His goals include many of the major changes sought by liberal criminal justice reform groups, and in some cases conservative groups as well.

They include eliminating federal incarceration for drug possession and reducing sentences for other drug offenses; legalizing marijuana at the federal level; limiting solitary confinement; and abolishing the death penalty and mandatory minimum sentencing.

Mr. Buttigieg also called for the establishment of several measures specifically addressing policing: tightening the legal standard for police officers to use deadly force; creating a federal database of officers fired from police departments; and persuading states to disclose more data on use of force, line-of-duty deaths, traffic stops and officer misconduct.
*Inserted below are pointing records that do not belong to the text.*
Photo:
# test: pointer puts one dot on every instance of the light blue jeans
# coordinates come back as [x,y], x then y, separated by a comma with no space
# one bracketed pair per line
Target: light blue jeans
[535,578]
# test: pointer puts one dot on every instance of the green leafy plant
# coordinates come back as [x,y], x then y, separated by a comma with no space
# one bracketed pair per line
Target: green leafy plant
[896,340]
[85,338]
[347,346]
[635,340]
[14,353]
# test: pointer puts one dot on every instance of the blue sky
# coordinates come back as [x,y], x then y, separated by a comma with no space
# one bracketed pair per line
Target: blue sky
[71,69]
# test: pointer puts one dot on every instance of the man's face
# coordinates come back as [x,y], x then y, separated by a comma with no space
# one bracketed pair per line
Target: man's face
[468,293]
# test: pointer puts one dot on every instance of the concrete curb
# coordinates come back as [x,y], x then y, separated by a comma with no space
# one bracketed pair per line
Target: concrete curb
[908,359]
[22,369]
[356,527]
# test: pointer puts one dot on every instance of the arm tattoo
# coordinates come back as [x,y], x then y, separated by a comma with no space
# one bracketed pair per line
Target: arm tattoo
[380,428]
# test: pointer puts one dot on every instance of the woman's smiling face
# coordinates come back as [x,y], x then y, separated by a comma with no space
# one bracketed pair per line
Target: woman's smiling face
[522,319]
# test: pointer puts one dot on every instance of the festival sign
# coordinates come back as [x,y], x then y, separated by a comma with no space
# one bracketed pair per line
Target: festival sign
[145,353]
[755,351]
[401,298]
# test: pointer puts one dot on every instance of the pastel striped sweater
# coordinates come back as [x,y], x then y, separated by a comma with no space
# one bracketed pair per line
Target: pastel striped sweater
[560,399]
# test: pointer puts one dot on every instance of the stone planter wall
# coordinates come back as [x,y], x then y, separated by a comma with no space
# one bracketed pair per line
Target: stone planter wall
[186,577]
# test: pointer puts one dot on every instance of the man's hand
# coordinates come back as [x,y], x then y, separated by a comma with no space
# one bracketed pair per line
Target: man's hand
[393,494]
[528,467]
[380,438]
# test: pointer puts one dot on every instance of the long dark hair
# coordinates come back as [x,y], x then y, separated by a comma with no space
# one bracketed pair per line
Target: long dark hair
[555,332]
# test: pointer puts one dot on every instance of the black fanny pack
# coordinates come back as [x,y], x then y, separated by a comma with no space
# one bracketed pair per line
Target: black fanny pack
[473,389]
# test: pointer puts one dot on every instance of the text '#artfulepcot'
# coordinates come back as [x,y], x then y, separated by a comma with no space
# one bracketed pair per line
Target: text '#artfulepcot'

Derek Cohen, the director of Right on Crime, a leader in conservative efforts to reform the criminal justice system, estimated that 20 percent of Mr. Buttigieg’s proposals were within the purview of the federal government. The rest are squarely within the authority of state and local officials, he said.

The overwhelming majority of the more than two million inmates in the United States are not in federal custody, but in state and local prisons and jails.

Mr. Buttigieg’s plan includes “some things that show a flicker of brilliance, and other things that seem like chasing down a rabbit hole,” Mr. Cohen said.

He added that, mathematically, one of Mr. Buttigieg’s stated goals — reducing the number of prisoners by 50 percent — would require freeing many violent offenders.

Yet Miriam Krinsky, a former federal prosecutor who is now executive director of Fair and Just Prosecution, a national network of reform-minded local prosecutors, said many of the proposals could help undo damage the federal government had done by setting a draconian tone for states on criminal justice policies.

“There is a lot that leaders can do at the federal level to roll back decades of tough-on-crime rhetoric and thinking,” Ms. Krinsky said.

“This frame is the right one, and there is a lot a president can do by using the bully pulpit to advance reforms,” she said, though she added that the plan could still do more “to penalize and incentivize states that don’t follow suit.”